Inter-cluster means of each input variable and O2 across five clusters identified by the Green Mountains SOM. Within the same column, different letters represent significant differences between clusters (p<0.001)
Cluster	O₂ (%)	2-week TA (°C)	VWC (m³ /m³)	1-week cumulative antecedent precip. (cm)	Conditions	Julian date ranges
1	0.02a	-5.4a	0.5a	6.2a	Cool/wet	Oct. – Dec.
2	0b	17.1b	0.5b	15.5b	Warm/dry	May – Sept.
3	0b	17.3c	0.5c	44.2c	Warm/wet	May – Oct.
4	0b	-9.9d	0.5d	8.6d	Cool/wet	Jan. – Feb.
5	0b	18.1c	0.6e	8.7d	Warm/wet	May – Jul.

Encompassing 25% of data points, clusters 1 and 4 can be described as cool and wet, with differing Julian date ranges and VWC (Figure 4c). Clusters 3 and 5 (warm and wet) included 28% of data points, which can be summarized as warm and wet conditions. However, they differed in terms of 1-week precipitation and Julian date, which implies increased soil moisture was caused by differing mechanisms (Figure 4b and c). Cluster 2 encompassed 46.8% of the data points, which can be described as warm and dry, with below average 1-week antecedent precipitation and average Julian date.

Oxygen values included in the GM SOM remained consistently at or below zero percent throughout the entire sampling period, with the exception of an O₂ event in late December 2017 that reached 0.6% (Figure 4c). Clusters 1 and 4 occurred throughout winter 2017/2018 and were associated with cool and wet soil conditions. Due to the interference of winter weather with our instrumentation, we were not able to monitor winter 2018/2019 or 2019/2020. Clusters 2 (warm/dry), and 3 (warm/wet) occurred intermittently from May to October 2018, and from June to September in 2019. O₂ values within cluster 5 (warm/wet) occurred as isolated events each summer during the months of July (2018 and 2019) and May and June 2020.

4.1 SOM results confirm multivariate and complex controls on O₂

Using a unique combination of high frequency, multiparameter soil sensor data collected over multiple years, coupled with machine learning methods, we were able to pinpoint key drivers of riparian soil O₂ variability and identify the complex combinations of variables that control soil O₂ levels. Importantly, and in contrast to traditional ecological assumptions, low O₂ levels did not correspond solely with increasing soil moisture. Indeed, high O₂ levels persisted in both high and low moisture conditions. As hypothesized, low O₂ conditions instead depended on temporally varying combinations of water inputs, water demand, and O₂ demand. As a result, the output of our unsupervised clustering analysis from both field sites (i.e., all three SOMs) could be placed into general categories of “warm and dry”, “cool and wet”, and “warm and wet”. Within those distinct categories, antecedent precipitation, soil CO₂, and Julian date (i.e., season) drove further clustering.
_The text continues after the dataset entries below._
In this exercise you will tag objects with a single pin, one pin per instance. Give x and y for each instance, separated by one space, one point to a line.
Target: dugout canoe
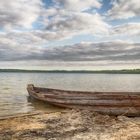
111 103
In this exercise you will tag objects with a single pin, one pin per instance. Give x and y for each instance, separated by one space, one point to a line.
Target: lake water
14 96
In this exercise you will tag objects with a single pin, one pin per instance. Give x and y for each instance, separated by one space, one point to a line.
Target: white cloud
19 13
123 9
79 5
129 29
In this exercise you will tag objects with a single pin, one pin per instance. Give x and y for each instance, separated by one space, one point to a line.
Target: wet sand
69 125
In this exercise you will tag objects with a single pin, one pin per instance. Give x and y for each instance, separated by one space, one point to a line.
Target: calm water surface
14 97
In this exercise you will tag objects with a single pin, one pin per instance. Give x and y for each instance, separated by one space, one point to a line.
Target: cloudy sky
70 34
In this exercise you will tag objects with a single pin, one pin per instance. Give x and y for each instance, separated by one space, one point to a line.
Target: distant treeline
125 71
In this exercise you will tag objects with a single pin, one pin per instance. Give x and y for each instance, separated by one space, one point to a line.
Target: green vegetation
125 71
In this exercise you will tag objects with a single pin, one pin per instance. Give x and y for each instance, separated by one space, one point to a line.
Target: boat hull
111 103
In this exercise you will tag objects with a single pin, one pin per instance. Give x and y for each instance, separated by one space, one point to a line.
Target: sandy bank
70 125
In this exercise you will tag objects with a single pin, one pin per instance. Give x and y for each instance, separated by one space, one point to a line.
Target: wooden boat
111 103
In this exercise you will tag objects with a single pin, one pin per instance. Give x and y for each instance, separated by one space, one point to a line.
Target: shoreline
69 125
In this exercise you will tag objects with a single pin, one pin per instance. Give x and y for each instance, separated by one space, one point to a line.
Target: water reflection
13 93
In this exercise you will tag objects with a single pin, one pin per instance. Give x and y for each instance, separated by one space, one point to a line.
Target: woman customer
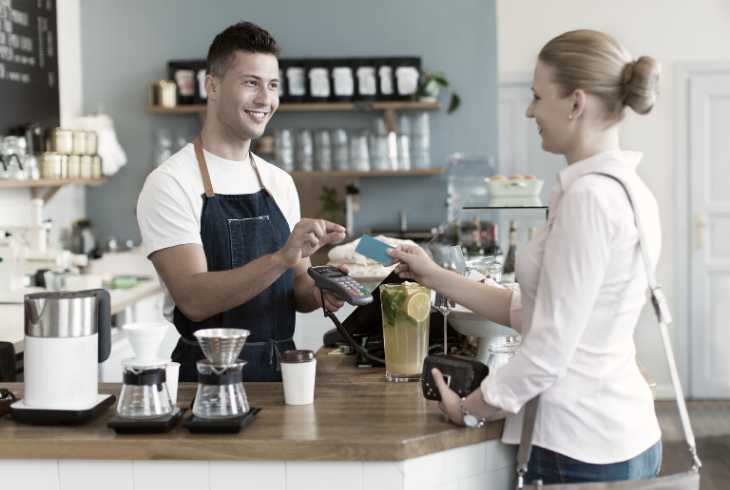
581 280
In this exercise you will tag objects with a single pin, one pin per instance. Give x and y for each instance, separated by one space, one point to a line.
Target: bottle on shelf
489 238
508 271
469 235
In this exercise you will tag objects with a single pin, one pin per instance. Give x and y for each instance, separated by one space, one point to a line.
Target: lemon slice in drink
419 306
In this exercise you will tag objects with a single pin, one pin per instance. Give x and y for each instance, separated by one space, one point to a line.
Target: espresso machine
67 335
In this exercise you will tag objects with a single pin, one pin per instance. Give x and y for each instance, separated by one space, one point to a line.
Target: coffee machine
67 335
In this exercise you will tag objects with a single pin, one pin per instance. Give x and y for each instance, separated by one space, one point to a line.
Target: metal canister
79 142
53 165
74 167
164 93
501 350
96 168
92 143
85 166
62 141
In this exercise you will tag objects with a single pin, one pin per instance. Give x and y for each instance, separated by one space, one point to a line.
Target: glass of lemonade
406 310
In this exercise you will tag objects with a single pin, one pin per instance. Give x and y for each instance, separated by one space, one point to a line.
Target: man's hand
331 300
308 236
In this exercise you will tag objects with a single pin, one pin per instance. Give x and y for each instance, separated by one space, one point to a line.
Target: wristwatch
471 420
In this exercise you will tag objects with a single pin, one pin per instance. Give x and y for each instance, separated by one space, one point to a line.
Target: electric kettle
67 335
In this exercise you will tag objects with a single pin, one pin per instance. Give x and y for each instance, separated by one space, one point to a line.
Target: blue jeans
554 467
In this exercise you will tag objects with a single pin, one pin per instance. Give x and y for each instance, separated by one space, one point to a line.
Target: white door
709 189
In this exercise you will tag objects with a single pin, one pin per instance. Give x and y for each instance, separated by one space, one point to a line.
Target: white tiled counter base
485 466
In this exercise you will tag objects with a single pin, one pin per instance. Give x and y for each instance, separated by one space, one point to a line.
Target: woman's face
552 112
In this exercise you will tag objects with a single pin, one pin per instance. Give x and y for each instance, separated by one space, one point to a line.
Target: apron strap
207 185
258 175
198 144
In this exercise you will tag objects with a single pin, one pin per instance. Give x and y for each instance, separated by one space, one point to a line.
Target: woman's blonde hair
596 63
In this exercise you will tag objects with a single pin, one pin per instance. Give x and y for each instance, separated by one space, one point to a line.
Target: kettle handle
105 323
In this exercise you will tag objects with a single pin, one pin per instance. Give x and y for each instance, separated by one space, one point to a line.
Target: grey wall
126 44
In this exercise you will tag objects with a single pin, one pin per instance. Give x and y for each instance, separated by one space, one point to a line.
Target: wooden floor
711 424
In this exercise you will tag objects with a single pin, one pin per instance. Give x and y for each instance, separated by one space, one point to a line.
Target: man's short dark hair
244 36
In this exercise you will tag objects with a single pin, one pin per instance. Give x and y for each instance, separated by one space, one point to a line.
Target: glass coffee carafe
406 311
220 391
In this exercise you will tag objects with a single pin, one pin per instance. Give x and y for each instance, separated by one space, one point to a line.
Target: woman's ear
578 105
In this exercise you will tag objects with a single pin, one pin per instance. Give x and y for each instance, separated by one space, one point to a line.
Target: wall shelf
373 173
51 186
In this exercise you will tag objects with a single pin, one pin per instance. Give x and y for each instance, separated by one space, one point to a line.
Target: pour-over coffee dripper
220 392
221 346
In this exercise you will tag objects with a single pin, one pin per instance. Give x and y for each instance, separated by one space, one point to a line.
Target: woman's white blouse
582 288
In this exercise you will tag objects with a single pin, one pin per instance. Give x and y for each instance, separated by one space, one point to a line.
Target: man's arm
201 294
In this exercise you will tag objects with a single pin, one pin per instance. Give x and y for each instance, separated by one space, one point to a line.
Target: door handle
700 225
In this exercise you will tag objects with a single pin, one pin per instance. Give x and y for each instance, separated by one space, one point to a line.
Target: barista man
222 226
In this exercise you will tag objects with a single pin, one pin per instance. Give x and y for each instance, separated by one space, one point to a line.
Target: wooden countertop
356 416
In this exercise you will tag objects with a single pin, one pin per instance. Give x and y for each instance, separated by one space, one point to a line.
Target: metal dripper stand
220 403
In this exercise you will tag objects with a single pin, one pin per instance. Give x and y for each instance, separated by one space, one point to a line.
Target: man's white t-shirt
170 204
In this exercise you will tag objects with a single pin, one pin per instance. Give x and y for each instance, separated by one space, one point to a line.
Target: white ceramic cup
172 372
298 369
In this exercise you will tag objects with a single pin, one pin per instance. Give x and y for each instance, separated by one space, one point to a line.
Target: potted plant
430 86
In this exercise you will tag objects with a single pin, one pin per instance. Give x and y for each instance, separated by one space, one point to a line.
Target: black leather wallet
462 374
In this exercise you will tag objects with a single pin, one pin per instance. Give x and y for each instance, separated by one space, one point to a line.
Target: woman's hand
450 403
415 264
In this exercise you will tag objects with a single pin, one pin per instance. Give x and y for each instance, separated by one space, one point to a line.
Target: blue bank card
374 249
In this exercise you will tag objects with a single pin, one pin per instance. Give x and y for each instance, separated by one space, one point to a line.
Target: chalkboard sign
28 63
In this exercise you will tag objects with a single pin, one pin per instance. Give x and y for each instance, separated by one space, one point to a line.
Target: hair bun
640 80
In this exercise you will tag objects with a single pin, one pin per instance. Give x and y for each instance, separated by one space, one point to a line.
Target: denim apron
236 229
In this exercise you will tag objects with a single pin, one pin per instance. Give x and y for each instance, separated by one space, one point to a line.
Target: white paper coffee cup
172 372
298 370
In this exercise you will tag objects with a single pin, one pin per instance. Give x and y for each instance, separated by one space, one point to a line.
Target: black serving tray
36 416
233 425
152 425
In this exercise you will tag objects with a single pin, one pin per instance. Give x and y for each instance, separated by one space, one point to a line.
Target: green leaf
441 80
454 103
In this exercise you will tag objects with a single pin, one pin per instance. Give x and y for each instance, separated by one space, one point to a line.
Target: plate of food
515 186
362 268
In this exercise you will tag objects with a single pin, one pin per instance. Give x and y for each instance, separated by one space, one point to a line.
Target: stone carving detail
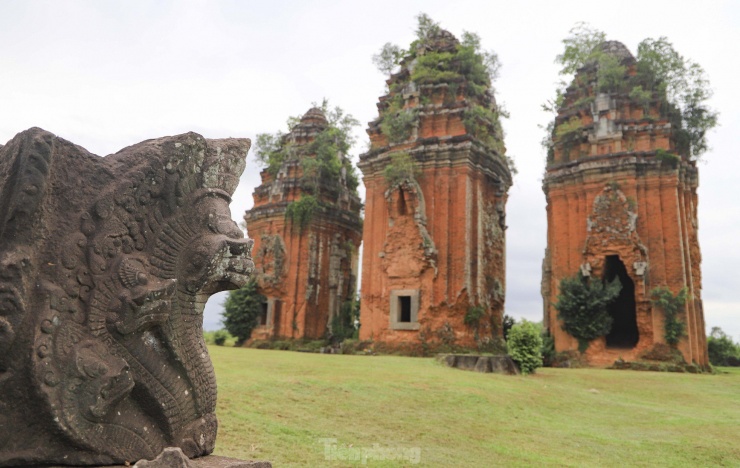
612 221
105 266
270 259
612 229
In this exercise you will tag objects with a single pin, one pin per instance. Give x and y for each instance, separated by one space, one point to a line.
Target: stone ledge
210 461
502 364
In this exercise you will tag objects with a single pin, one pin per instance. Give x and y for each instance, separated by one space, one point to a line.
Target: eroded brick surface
438 234
305 272
611 191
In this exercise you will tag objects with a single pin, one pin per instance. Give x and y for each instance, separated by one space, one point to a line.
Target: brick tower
306 229
436 181
621 202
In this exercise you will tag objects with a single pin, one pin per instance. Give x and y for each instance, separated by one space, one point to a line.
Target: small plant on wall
402 167
582 306
437 60
672 305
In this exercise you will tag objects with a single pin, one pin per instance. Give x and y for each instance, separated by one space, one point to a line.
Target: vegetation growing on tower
318 144
658 77
436 58
324 158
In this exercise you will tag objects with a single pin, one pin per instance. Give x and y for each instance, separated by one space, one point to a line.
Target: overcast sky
106 74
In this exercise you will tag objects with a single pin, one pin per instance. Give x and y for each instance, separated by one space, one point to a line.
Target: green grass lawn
280 405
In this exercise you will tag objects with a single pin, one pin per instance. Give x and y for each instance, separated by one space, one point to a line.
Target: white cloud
109 74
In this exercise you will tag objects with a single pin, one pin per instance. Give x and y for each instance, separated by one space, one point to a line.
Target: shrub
402 167
508 323
525 344
671 305
220 337
343 324
722 350
301 212
242 310
668 159
582 307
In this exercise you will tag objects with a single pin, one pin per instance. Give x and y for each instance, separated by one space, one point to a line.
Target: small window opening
263 313
402 210
404 309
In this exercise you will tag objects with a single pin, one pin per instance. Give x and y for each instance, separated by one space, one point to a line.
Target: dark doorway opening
404 309
402 210
623 310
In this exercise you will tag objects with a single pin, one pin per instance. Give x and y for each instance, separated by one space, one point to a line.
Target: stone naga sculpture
105 267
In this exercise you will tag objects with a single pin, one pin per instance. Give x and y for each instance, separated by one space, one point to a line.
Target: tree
661 73
525 345
722 350
672 305
242 310
328 150
684 84
580 47
582 306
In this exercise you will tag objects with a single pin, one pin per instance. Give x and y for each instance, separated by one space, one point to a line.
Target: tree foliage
301 212
723 351
466 69
672 306
582 306
402 167
328 152
524 344
242 310
662 74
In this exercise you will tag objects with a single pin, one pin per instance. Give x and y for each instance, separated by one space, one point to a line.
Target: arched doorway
624 333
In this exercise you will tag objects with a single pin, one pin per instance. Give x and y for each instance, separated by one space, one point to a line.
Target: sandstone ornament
105 267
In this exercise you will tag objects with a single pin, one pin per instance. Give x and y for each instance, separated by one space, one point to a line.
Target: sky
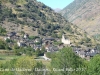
56 3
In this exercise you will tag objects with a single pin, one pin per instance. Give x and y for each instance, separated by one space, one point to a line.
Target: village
48 43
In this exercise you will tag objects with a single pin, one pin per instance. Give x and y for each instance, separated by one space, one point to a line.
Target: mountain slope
37 19
85 14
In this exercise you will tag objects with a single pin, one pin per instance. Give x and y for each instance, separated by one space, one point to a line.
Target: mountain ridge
85 14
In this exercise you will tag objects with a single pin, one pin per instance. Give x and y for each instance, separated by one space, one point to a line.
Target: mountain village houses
23 41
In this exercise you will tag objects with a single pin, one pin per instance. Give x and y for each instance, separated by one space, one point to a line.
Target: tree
67 60
94 66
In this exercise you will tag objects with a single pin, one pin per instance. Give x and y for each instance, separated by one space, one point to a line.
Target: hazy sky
56 3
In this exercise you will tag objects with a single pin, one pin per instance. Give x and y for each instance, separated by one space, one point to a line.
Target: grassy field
4 58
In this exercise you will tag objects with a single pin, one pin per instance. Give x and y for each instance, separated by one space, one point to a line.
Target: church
65 41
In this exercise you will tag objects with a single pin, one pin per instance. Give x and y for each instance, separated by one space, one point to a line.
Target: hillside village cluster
24 41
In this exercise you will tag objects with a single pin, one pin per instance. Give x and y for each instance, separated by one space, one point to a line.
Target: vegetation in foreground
64 62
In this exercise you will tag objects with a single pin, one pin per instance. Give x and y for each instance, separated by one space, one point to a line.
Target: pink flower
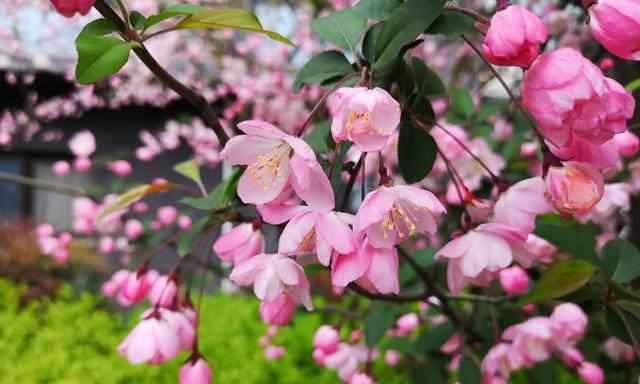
133 229
628 143
591 373
275 158
167 214
509 209
514 280
273 352
616 25
390 215
153 341
322 233
239 244
569 96
408 323
278 312
83 144
375 269
120 167
326 339
485 249
368 117
514 37
273 275
164 291
361 378
196 372
61 168
574 188
68 8
569 323
392 358
138 285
At the CV site, the majority (69%) of low O₂ values were associated with cool and wet soil conditions (i.e., below average soil T, above average VWC) and occurred from November to May (Figure 3). Under these conditions, a physical saturation process (as opposed to biological O₂ consumption) dominated, as the combined effects of decreased water demand (Sevanto et al., 2006) and sufficient water inputs from precipitation likely prevented the reaeration of soil pores (Neira et al., 2015). Furthermore, in Northern temperate climates, ground frost can persist during this period (November -May), especially in areas of open land without significant canopy cover (Shanley & Chalmers, 1999), which could have precluded the reaeration of soil pores. All low O₂ values at the CV site that were observed under cool and wet conditions were associated with below average subsurface CO₂ (used here as indicator of aerobic soil respiration), indicating that O₂ consumption rates were relatively low under the majority (69%) of low O₂ conditions. This finding is consistent with those of Davidson and others (1998) and Moyano and others (2013) who observed decreased soil respiration rates under cool and wet soil conditions during the non-growing season, which resulted from reduced plant respiration and high soil moisture levels impeding O₂ diffusion, and thus, decomposition and CO₂ production (Doran et al., 1990; Moyano et al., 2013; Skopp et al., 1985). It is therefore possible that a restriction of air exchange between the atmosphere and soil pores is necessary in order for low levels of biological soil respiration to markedly deplete O₂ before it is replenished. We note that the effects of subtle shifts in CO₂ on O₂ depletion under cool and wet soil conditions may have occurred at time scales that were finer in resolution than our hourly SOM input data. Therefore, analyzing a dataset of finer temporal resolution, or one that encompasses a shorter time period, may help detect a more significant impact of biological O₂ consumption under cool and wet conditions.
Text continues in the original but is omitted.